SBA — Small Business Programs Expanded
Not only did SBA programs survive — they expanded. The SBA announced a new $50 million Made in America manufacturing grant program in May 2026, the first SBA grant specifically for domestic manufacturing workforce training. SBIR/STTR programs across all participating federal agencies continued with three annual receipt cycles. Small Business Development Center (SBDC) grants and Women's Business Center grants also continued.
HUD — Community Development Block Grants Continue
HUD's formula-based CDBG allocations to states and entitlement communities continued as congressionally mandated. HOME Investment Partnerships grants also continued. These programs have broad bipartisan support and explicit congressional appropriations that make them more resistant to executive discretion. Local governments receiving CDBG formula allocations can generally plan on those funds continuing.
| Agency / Program | Status | Annual Funding |
|---|---|---|
| NIH R01/R21/SBIR research | Active | ~$47B total NIH |
| NSF research & CAREER awards | Active | ~$9.9B |
| USDA rural development | Active | ~$5B+ programs |
| DOE Office of Science | Active | ~$8.1B |
| ARPA-E | Active | ~$450M |
| SBA SBIR/STTR | Active + Expanded | ~$4B+ across agencies |
| HUD CDBG | Active | ~$3.3B |
| FEMA Hazard Mitigation | Active | Variable |
| DOD SBIR/basic research | Active | ~$15B+ R&D |
| USAID foreign assistance | Mostly terminated | N/A |
| DEI-specific supplements | Cut | N/A |
New Programs Launched in 2026
Amid the cuts, the 2026 environment also produced new funding opportunities that many organizations missed because they were watching the bad news:
- SBA Made in America Manufacturing Grants ($50M) — workforce training for domestic manufacturing, announced May 2026. Targets small manufacturers and training providers supporting reshoring.

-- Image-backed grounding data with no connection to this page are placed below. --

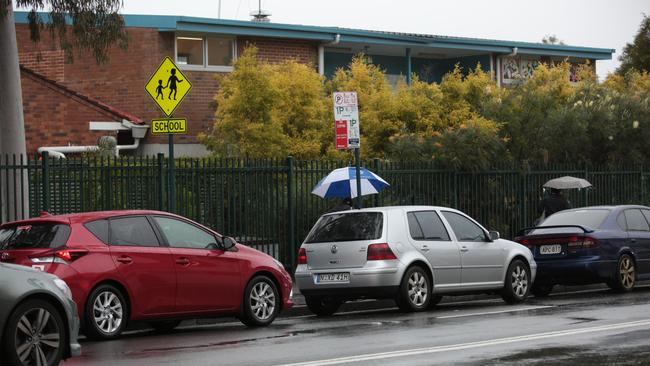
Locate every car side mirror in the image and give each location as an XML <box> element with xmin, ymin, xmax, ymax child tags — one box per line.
<box><xmin>223</xmin><ymin>236</ymin><xmax>237</xmax><ymax>251</ymax></box>
<box><xmin>488</xmin><ymin>231</ymin><xmax>500</xmax><ymax>241</ymax></box>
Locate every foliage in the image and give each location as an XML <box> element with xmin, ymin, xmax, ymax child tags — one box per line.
<box><xmin>2</xmin><ymin>0</ymin><xmax>128</xmax><ymax>63</ymax></box>
<box><xmin>200</xmin><ymin>47</ymin><xmax>334</xmax><ymax>159</ymax></box>
<box><xmin>618</xmin><ymin>14</ymin><xmax>650</xmax><ymax>75</ymax></box>
<box><xmin>203</xmin><ymin>46</ymin><xmax>650</xmax><ymax>170</ymax></box>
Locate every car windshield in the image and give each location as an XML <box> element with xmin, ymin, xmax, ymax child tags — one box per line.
<box><xmin>532</xmin><ymin>209</ymin><xmax>610</xmax><ymax>234</ymax></box>
<box><xmin>305</xmin><ymin>212</ymin><xmax>383</xmax><ymax>243</ymax></box>
<box><xmin>0</xmin><ymin>223</ymin><xmax>71</xmax><ymax>250</ymax></box>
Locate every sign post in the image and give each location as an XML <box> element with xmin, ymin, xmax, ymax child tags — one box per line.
<box><xmin>333</xmin><ymin>92</ymin><xmax>362</xmax><ymax>209</ymax></box>
<box><xmin>145</xmin><ymin>57</ymin><xmax>192</xmax><ymax>212</ymax></box>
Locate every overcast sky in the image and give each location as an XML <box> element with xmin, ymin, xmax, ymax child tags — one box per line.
<box><xmin>30</xmin><ymin>1</ymin><xmax>650</xmax><ymax>79</ymax></box>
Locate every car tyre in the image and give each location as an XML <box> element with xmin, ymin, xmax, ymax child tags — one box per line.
<box><xmin>608</xmin><ymin>254</ymin><xmax>636</xmax><ymax>293</ymax></box>
<box><xmin>502</xmin><ymin>259</ymin><xmax>530</xmax><ymax>304</ymax></box>
<box><xmin>531</xmin><ymin>284</ymin><xmax>554</xmax><ymax>297</ymax></box>
<box><xmin>396</xmin><ymin>265</ymin><xmax>431</xmax><ymax>312</ymax></box>
<box><xmin>2</xmin><ymin>299</ymin><xmax>66</xmax><ymax>366</ymax></box>
<box><xmin>149</xmin><ymin>320</ymin><xmax>181</xmax><ymax>333</ymax></box>
<box><xmin>84</xmin><ymin>284</ymin><xmax>128</xmax><ymax>340</ymax></box>
<box><xmin>304</xmin><ymin>296</ymin><xmax>342</xmax><ymax>316</ymax></box>
<box><xmin>240</xmin><ymin>275</ymin><xmax>280</xmax><ymax>327</ymax></box>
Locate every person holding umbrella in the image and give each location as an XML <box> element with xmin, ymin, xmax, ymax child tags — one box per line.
<box><xmin>538</xmin><ymin>188</ymin><xmax>571</xmax><ymax>219</ymax></box>
<box><xmin>535</xmin><ymin>176</ymin><xmax>592</xmax><ymax>224</ymax></box>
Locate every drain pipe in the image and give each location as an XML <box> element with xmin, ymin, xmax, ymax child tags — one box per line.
<box><xmin>318</xmin><ymin>33</ymin><xmax>341</xmax><ymax>76</ymax></box>
<box><xmin>38</xmin><ymin>138</ymin><xmax>141</xmax><ymax>159</ymax></box>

- Commerce Department AI Upskill Accelerator ($25M) — workforce training grants for AI skills, announced May 2026. Open to community colleges, training organizations, and industry partners.

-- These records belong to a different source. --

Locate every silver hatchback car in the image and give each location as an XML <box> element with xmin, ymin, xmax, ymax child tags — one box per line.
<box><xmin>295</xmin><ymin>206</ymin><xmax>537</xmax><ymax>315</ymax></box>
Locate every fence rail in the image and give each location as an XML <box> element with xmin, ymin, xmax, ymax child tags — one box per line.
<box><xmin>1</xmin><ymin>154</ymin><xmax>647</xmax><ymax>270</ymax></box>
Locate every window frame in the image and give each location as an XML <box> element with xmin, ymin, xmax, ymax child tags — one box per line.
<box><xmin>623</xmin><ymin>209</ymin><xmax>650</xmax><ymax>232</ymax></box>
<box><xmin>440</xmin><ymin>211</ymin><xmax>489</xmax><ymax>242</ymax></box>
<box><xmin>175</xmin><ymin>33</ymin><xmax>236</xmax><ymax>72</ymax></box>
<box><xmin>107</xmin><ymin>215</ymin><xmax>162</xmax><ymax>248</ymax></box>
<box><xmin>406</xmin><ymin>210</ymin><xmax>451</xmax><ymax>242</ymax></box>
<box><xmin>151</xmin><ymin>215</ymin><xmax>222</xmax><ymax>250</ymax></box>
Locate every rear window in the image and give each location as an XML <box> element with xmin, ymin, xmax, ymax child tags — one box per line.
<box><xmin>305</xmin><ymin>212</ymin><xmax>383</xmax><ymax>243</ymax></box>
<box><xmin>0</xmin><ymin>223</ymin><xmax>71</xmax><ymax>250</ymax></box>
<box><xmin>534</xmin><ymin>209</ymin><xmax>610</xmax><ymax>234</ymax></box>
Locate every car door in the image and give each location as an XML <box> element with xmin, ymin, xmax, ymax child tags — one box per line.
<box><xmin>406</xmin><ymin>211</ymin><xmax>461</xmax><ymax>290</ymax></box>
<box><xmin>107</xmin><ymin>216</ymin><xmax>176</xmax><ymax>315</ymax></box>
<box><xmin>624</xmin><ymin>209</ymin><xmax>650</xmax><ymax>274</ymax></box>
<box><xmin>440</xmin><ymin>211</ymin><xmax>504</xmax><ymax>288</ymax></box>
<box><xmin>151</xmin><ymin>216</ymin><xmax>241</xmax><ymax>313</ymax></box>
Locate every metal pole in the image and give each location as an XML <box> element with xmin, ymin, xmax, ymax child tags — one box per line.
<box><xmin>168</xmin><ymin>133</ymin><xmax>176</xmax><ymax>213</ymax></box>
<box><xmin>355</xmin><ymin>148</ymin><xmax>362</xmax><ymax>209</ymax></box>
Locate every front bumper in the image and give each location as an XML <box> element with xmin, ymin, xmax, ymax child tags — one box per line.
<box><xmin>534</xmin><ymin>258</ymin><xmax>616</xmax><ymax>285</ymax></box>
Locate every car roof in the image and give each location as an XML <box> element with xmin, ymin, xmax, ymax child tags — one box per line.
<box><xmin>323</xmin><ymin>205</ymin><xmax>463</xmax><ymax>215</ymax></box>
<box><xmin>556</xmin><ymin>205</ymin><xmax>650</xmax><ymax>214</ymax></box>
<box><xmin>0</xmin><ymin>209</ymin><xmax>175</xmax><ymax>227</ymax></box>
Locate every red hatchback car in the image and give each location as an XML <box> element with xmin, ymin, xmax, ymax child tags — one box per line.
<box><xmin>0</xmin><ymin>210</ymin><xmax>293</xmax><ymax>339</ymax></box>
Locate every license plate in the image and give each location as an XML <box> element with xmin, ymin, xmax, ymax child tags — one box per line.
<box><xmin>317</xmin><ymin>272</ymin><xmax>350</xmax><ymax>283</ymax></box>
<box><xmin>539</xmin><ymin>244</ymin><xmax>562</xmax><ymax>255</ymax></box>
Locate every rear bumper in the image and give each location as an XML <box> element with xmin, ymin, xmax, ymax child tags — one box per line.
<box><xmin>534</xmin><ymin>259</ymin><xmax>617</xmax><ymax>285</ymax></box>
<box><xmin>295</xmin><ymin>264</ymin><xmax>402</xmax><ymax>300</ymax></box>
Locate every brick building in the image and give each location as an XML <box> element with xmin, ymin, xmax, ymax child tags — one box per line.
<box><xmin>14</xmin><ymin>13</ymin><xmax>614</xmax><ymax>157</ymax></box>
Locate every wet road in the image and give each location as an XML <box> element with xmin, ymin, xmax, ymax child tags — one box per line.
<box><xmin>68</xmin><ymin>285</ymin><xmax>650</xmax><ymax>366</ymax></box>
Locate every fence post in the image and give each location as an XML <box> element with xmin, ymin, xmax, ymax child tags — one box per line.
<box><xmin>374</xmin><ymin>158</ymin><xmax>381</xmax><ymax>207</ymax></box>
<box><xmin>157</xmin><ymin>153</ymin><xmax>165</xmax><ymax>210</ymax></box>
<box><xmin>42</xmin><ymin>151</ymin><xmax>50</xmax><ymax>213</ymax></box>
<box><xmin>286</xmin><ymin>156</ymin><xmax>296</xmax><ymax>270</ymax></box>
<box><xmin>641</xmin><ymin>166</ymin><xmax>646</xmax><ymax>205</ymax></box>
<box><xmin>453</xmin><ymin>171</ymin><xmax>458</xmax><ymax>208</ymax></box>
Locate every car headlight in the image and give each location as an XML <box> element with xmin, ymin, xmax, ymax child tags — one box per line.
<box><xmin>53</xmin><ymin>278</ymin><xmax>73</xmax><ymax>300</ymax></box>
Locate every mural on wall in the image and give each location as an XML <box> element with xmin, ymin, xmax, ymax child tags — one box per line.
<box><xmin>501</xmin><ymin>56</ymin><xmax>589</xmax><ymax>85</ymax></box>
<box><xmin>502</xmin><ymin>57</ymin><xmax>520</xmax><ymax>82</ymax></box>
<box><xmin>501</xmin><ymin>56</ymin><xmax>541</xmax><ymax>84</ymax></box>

- USDA Rural Broadband (Community Connect + Distance Learning) ($44M) — deadlines in June/July 2026 for rural connectivity projects.
- CISA State and Local Cybersecurity Grant Program ($91.75M) — for state, local, tribal, and territorial governments to improve cybersecurity posture.
How to Frame Your Application in 2026
Grant writing strategy matters more than ever in the current environment. The framing of your application — not just the substance — affects how program officers and reviewers engage with it. Several principles have emerged from successful 2026 applications:
Lead with economic and workforce impact. Applications that articulate their work in terms of jobs created, economic output, workforce development, and domestic competitiveness have fared better than those centered on equity or environmental justice language alone. This does not mean abandoning the work — it means translating it into the current language of federal priorities.
Emphasize national security and competitiveness. Research and development grants, particularly at NSF and DOD, respond well to framing that connects the work to U.S. technological leadership, supply chain resilience, or critical infrastructure. SBIR applications should emphasize dual-use potential where applicable.
Use the statutory language of the program. When applying for a congressionally mandated program like CDBG or USDA Community Facilities, anchor your application in the statutory criteria. Programs with explicit congressional authorization are more insulated from executive policy shifts.